How to annotate LTR-retrotransposons at lineage level using LTR-digest gff output based on hmms domains
1
0
Entering edit mode
6.4 years ago
gabri ▴ 60

Hi All,

I have run LTR-harvest and LTR-digest on my assembly. Specifically, I have used the -hmms option of LTR-digest and the complete GyDB database of hmms for the annotation of the identified elements. Now I have a gff output. The following data are specific of a single LTR-retrotransposon.
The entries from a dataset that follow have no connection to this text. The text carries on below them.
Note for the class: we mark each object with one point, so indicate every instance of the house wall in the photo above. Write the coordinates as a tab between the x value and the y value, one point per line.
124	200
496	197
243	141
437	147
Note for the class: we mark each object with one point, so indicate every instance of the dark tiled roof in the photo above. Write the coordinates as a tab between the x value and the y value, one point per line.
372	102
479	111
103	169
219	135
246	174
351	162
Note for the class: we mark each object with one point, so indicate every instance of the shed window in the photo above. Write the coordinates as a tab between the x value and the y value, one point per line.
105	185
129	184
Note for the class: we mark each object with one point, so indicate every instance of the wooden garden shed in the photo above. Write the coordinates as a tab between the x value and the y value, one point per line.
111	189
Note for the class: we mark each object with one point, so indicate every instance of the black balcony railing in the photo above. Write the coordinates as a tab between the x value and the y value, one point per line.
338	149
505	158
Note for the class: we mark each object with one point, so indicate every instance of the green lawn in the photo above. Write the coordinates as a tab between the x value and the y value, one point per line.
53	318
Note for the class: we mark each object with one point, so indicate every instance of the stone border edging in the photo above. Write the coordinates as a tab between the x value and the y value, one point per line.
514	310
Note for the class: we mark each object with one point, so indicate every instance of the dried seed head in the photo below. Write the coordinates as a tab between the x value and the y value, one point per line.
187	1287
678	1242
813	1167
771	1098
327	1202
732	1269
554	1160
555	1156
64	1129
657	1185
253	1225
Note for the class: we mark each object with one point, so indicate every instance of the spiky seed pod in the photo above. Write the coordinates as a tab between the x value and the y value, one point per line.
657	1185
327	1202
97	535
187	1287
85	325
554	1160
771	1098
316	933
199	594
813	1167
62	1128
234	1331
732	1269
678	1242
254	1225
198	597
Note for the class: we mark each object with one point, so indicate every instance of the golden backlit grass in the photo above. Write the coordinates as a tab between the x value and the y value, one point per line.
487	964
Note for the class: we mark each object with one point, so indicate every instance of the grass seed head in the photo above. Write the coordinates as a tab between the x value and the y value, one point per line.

As you can see from the annotated domains, this is probably a Copia-related element. Nevertheless, I'd like to annotate every element at lineage level (sire, hydra, retrofit, oryco or whatever) but this kind of mixed annotation of the domains is not very helpful from this point of view. Did someone else have already faced this problem? Do you have an idea how to associate only a specific lineage to a specific element? Should I do a preliminary filtering based on the e-value (6th column) and the domain's length or something else?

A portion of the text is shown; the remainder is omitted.